Acts 7:35  This Moses whom they refused, saying, Who made thee a ruler and a judge? the same did God send to be a ruler and a deliverer by the hand of the angel which appeared to him in the bush.
The words king and prince denote ruler and final authority in judgment over a people, a chieftain by today’s standards in more primitive cultures.
Proverbs 14:28  In the multitude of people is the king’s honour: but in the want of people is the destruction of the prince.
Dinah, apparently being without any strong protection, was obviously raped. Remember that Abraham and Isaac both had fear that the ruler of the land in which they sought a place to live temporarily would kill them so that ruler could easily take their wives. God did not prevent this from happening as he did prevent the women’s defilement in those former cases.
Apparently the ancient world in this area was a very dangerous place for women who did not have the men of their family to protect them, as much of it is today, in the Middle East. God will eventually give a law that protects women in these circumstances but in their relation to the group, the Hebrews. But, when we get to the Law given to Moses we must understand that those Laws are the civil and religious ordinances for the Hebrew people separating them from the people around them, and do not go far enough for the Christian as Christ and Paul lay out the spirit of those Laws rather than the carnal letter which dealt with the flesh itself. The Law given to Moses was more about the integrity and character of the group than the character and integrity of the individual as God was separating a people of a particular ethnicity unto Him rather than a person who had no abiding nation on earth necessarily.
Shechem’s heart was smitten by Dinah, though, and he felt tenderness toward her after his violence rather than the contempt, for instance, that Amnon felt for Tamar in 2Samuel 13 after he raped her. He petitioned his father to ask for her in marriage. Jacob knew what had happened but in his position of being a guest, a stranger in their land, exercised restraint waiting for his sons to come in from the field. His position was not good. The rape of Dinah will be felt as a wrong committed against the family, the group, more importantly than against Dinah, as an individual. This is clearly a different sort of attitude than the Christian feels, as all sin is against God and against the person, and government is established to punish those who do evil. In fact, if you read Romans 13 it is one of the only justifications for human government.

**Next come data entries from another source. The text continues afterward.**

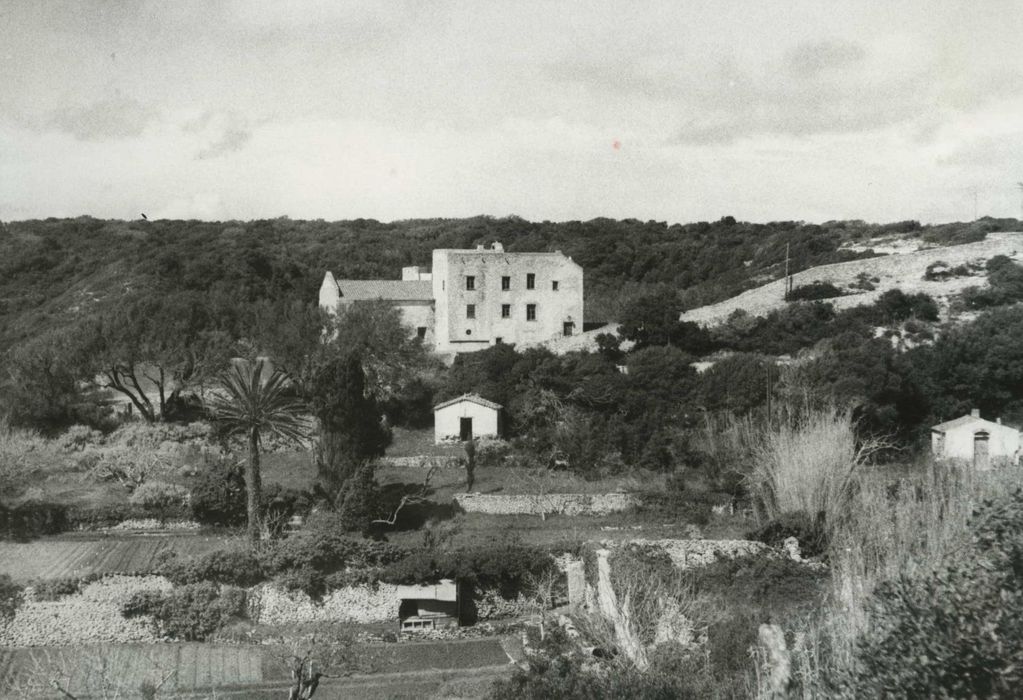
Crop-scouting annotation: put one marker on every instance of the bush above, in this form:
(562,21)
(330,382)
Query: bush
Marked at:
(500,566)
(814,291)
(107,515)
(234,567)
(191,612)
(219,495)
(56,588)
(953,632)
(160,497)
(10,597)
(33,519)
(809,530)
(77,438)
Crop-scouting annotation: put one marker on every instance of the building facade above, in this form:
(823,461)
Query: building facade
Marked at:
(466,418)
(971,438)
(477,298)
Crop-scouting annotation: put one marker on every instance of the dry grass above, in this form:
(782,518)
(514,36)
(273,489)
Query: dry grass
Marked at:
(807,461)
(913,530)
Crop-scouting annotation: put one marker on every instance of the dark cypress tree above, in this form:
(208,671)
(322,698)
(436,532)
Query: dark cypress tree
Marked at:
(351,430)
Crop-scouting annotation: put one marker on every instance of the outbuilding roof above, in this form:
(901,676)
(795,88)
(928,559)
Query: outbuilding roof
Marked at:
(966,421)
(474,398)
(388,290)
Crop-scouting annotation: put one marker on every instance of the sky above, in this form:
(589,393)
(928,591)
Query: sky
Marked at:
(672,112)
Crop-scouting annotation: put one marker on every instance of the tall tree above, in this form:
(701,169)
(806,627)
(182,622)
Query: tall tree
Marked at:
(351,431)
(256,406)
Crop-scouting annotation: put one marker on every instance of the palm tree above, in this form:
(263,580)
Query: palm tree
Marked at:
(255,407)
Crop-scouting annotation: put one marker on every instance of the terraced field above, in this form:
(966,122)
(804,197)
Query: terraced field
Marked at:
(100,670)
(72,557)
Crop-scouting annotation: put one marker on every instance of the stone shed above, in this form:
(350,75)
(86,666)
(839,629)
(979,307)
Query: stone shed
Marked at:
(464,418)
(974,439)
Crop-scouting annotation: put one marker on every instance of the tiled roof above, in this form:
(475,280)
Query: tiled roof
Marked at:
(965,421)
(389,290)
(475,398)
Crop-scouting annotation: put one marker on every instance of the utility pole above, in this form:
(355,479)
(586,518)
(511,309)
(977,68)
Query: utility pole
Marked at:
(788,279)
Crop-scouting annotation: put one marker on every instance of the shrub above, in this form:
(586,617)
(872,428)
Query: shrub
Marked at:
(809,530)
(813,292)
(234,567)
(219,494)
(106,515)
(33,519)
(806,462)
(957,631)
(56,588)
(191,612)
(77,438)
(10,597)
(160,497)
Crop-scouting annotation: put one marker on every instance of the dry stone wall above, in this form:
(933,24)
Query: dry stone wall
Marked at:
(548,504)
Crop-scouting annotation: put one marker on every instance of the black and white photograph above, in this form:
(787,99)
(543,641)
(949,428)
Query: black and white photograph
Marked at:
(550,349)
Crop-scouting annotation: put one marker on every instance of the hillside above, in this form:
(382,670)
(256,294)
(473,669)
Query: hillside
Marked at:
(53,272)
(903,268)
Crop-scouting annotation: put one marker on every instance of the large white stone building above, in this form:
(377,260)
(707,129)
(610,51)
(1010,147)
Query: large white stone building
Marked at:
(474,299)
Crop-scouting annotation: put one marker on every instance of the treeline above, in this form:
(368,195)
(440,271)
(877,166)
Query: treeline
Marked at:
(54,269)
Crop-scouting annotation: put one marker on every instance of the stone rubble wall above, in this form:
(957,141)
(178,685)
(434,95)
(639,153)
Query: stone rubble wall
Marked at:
(92,615)
(424,462)
(549,504)
(269,604)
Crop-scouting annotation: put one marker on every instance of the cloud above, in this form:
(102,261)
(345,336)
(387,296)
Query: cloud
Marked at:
(113,118)
(233,139)
(810,58)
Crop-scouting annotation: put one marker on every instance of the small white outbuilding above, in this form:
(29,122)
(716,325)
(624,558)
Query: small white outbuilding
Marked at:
(464,418)
(976,440)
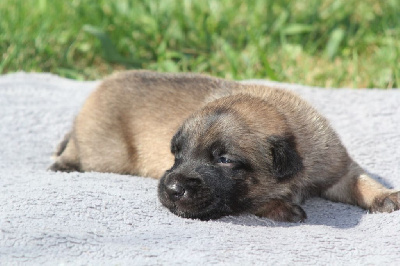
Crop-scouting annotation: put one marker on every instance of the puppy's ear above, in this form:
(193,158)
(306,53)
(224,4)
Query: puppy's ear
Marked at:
(286,162)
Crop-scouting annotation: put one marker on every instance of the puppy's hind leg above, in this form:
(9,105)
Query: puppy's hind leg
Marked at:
(358,188)
(66,155)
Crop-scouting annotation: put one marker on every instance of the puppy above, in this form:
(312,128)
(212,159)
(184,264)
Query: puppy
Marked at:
(235,148)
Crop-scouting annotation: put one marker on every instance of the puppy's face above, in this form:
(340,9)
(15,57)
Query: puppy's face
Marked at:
(229,159)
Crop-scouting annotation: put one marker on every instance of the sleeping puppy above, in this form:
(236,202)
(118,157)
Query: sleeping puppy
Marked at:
(235,148)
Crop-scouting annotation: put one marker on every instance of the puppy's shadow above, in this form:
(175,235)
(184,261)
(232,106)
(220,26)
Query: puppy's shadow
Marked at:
(319,212)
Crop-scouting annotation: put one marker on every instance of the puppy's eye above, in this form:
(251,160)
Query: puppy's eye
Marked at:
(223,161)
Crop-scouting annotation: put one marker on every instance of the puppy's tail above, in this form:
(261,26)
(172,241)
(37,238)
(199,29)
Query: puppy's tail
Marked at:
(62,145)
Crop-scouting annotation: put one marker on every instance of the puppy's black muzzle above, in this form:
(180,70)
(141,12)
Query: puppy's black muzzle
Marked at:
(203,193)
(179,187)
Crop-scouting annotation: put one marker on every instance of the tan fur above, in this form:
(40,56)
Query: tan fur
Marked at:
(126,127)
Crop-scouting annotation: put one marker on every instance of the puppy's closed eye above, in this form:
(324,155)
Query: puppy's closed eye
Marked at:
(225,162)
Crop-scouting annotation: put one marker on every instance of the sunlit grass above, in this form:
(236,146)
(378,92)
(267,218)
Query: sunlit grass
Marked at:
(330,43)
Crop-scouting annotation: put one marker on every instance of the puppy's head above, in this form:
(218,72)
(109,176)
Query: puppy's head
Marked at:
(231,156)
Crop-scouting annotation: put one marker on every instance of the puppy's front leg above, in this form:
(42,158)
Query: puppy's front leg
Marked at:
(357,188)
(282,211)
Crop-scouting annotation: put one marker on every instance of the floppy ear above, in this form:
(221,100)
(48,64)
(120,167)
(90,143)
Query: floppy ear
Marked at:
(286,162)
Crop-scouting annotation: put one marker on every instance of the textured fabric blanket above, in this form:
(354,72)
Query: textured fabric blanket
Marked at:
(95,218)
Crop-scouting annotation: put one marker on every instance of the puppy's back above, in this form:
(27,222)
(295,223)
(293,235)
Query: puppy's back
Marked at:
(126,124)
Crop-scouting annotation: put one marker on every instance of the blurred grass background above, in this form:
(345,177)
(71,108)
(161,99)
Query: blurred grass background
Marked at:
(328,43)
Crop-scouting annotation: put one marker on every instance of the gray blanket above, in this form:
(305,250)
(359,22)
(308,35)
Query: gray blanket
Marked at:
(96,218)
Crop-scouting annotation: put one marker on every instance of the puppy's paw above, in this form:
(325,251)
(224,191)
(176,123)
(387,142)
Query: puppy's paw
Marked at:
(281,211)
(386,203)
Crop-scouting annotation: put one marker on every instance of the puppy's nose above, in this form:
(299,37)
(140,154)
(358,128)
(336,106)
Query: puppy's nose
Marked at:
(175,191)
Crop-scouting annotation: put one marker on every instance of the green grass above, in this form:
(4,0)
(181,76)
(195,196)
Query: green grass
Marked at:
(337,43)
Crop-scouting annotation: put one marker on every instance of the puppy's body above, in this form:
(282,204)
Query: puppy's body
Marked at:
(236,148)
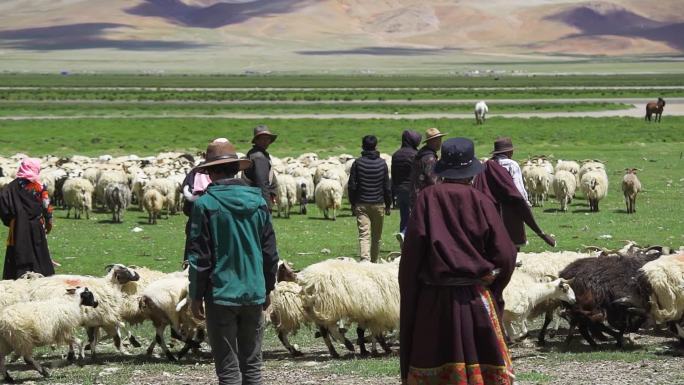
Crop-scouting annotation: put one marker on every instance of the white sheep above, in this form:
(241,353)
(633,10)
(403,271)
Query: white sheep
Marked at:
(364,293)
(665,276)
(523,293)
(538,183)
(328,195)
(159,301)
(631,186)
(286,194)
(153,202)
(117,198)
(78,195)
(594,186)
(25,326)
(106,178)
(481,111)
(107,289)
(564,186)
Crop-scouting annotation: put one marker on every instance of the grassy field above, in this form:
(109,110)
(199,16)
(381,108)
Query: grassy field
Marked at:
(47,94)
(86,246)
(361,81)
(117,109)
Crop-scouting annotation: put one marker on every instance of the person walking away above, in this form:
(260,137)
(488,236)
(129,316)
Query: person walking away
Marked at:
(232,266)
(456,260)
(402,161)
(500,185)
(261,174)
(25,208)
(193,187)
(370,195)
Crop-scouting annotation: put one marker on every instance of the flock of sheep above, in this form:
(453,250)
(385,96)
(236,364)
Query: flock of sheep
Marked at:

Dinah may have had the opportunity to visit the daughters of the land. She may have even had the right to do so. But, it was not a very smart thing to do, not thinking through the situation without protection. She is not to blame here for the crime as you own your sin. But she was not wise. Still, God allowed this to happen to set in motion something revealing to us. I remember in college when there was a campus rapist in operation many of the young men trying to convince the young women that although they had the right to go on their own across campus at night to the library it was not smart to do so without an escort. This, of course, offended the modern feminist, whose rights the rapist predator could not have cared about in the least.
It is a callous error, though, of modern fundamentalism to insist that men cannot control themselves and that if a man acts wrongly out of lust it is a woman’s fault. As I said earlier, regardless of how you want to cut it, you own your own sin. Don’t put it off on the employer who leaves money to tempt you, the girl who passes by you wearing too revealing clothing, or the person who runs into a store leaving the keys in his car. Take responsibility. Child molesters will even blame a child for enticing them. This is a wicked thought pattern, of course.
We will learn here another principle of the Bible. One crime does not blot out another. God allowed this to happen to reveal something, to show us the character and nature of the patriarchs of the Hebrew people. In this, they are going to be shown as very much like the people around them, from whom God is drawing them out. Paul writes in Romans 15 that these things were written about for our learning. So, learn.